Also I would like to test it on final game when it’s done, to see real results and be prepared for VM not handling it enough on it’s own. And I would like to work it nicely even for older HW, eg. single core machines bought 4+ years ago with at least 512MB RAM (and I need that memory mainly for data, not for overhead of handling of allocations).

I’ve noticed that the ConcMarkSweepGC took much more memory than default GC, I also didn’t tested how it perform when you use CPU a lot, there is a work to be done due to allocations, it’s useless and the cost must be somewhere, that’s the motivation behind this.

New version available:
http://jezek2.advel.cz/tmp/jstackalloc/jstackalloc-20080703.zip

Changes in release 20080703:

  • Fixed generation of stack class on first intrumentation run
  • Added support for storing value objects in static fields instead of stack

It can now store objects in static fields, the idea is to profile your code and look for top hotspot methods by invocation count, and if it makes sense mark them with StaticAlloc annotation (see it’s description carefully).

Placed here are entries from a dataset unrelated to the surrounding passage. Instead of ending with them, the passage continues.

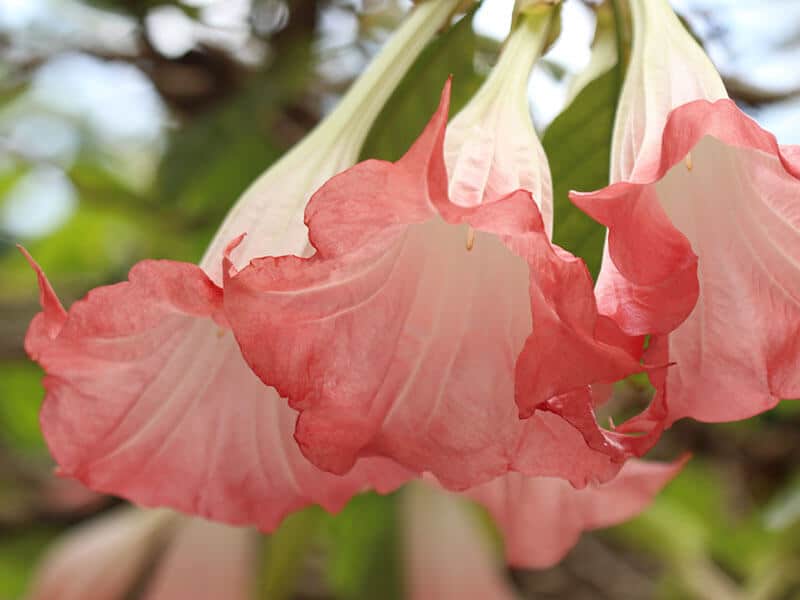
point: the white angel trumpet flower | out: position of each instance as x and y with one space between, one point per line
703 250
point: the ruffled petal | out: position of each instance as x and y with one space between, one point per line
103 559
447 555
148 398
542 518
407 332
45 326
206 561
726 186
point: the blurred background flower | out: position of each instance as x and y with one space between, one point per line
129 127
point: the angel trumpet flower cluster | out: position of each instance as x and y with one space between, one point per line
390 321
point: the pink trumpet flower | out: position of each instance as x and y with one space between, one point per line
433 312
421 319
704 233
148 396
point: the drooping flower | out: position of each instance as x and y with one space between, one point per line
704 231
421 318
110 556
148 396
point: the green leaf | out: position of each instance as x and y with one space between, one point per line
18 558
21 395
285 552
364 547
578 147
210 162
784 510
413 102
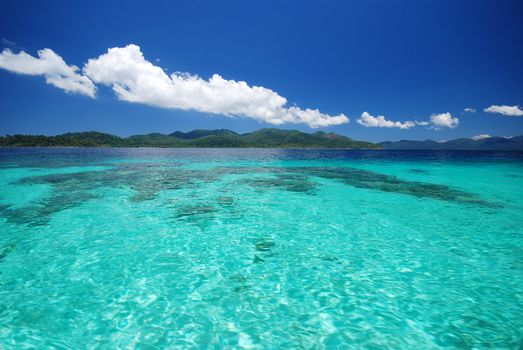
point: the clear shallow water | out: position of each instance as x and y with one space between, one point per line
159 248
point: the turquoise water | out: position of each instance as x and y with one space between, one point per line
260 249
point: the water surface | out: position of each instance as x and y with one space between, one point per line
251 248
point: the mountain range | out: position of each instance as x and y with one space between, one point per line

About performance, I’m using this library in JBullet and it looks like it’s slightly faster than heap allocation when there is not excessive amount of allocation per method. The better part is that it doesn’t seem to be slower than normal heap allocation, and the GC does nearly nothing :slight_smile: The good thing is that I can always easily compare different approaches with just build option.

New version available:
http://jezek2.advel.cz/tmp/jstackalloc/jstackalloc-20080716.zip

Changes in release 20080716:

  • Fixed wrong generation of “get” method in stack when in single thread mode
  • Added isolated mode and documented InstrumentationTask

I think i’ve implemented everything correctly, but i’m getting an error:

[quote]BUILD FAILED
/path_to_file/build.xml:13: java.lang.Error: not instrumented
[/quote]
What could this mean? It’s fairly nondescript.

Edit:
What doesn’t make sense is that this is the actual build file, in the instrumentation task

Also, it would be great if there could be a way to “recycle” objects, so they are placed back on the stack. Maybe require a set() method with no arguments?
This would eliminate a lot of object construction.

The only thing that comes to my mind is that you’re using stack allocation in static intializer of some class.

Actually they’re recycled automatically. That’s what the bytecode instrumentation part does, see documentation for Stack class. There is rough example what the instrumentation does.

Thanks that’s probably the problem then.

Does that mean that objects allocated with Stack.alloc(class) are not guaranteed to be an result of the () constructor, if they’re recycled? Like, if the instrumentation recycled a vector of <2,3,4>, and then you grabbed it with the Stack.alloc(class), would it still have <2,3,4>?
I guess i misunderstood this system. So every object that you call Stack.alloc() for, it reuses?

Edit:
I added

Error e = new Error("not instrumented");
e.printStackTrace();
throw e;

To the stack class so I could trace where it happened (ant doesn’t print stack traces), which worked great. I also had to clean it every time after these errors, for some reason.

Exactly, you must not rely on previous state of the value objects for this reason. Constructor is called only when there is no object present in recycle list of “stack”.

Excellent work, jezek! JBullet at all, and JStackAlloc particular is very interesting. But I have a thought and idea – why it’s so explicit in code level? If you already use so powerfull method as bytecode instrumentation, why not use it like this:


final Vector3f v = @StackAllocation new Vector3f(...);

and translate in into the same magic on instrumentation phase? From my current point of view, annotations gives you the same possibilities, as your explicit Stack.alloc, but they

  • have no influence on perfomance in case code not instrumented. They just slightly increase class-file size
  • do not require instrumentation. If code not instrumented, it just execute as written.
  • one can use instrumentation in realtime – on classloader level, and even switch between optimized/not optimized version in realtime!
  • it’s subject for more compile-time checking. For example, code like Vector3f = @StackAlloc new Vector3f(v1) simply won’t compile, if Vector3f does not have copy constructor. (Unfortunately, it does not save us from missing or misimplementing .set(Vector3f) method…)
  • it’s declarative, for me it looks much more elegant

That do you think?

Ruslan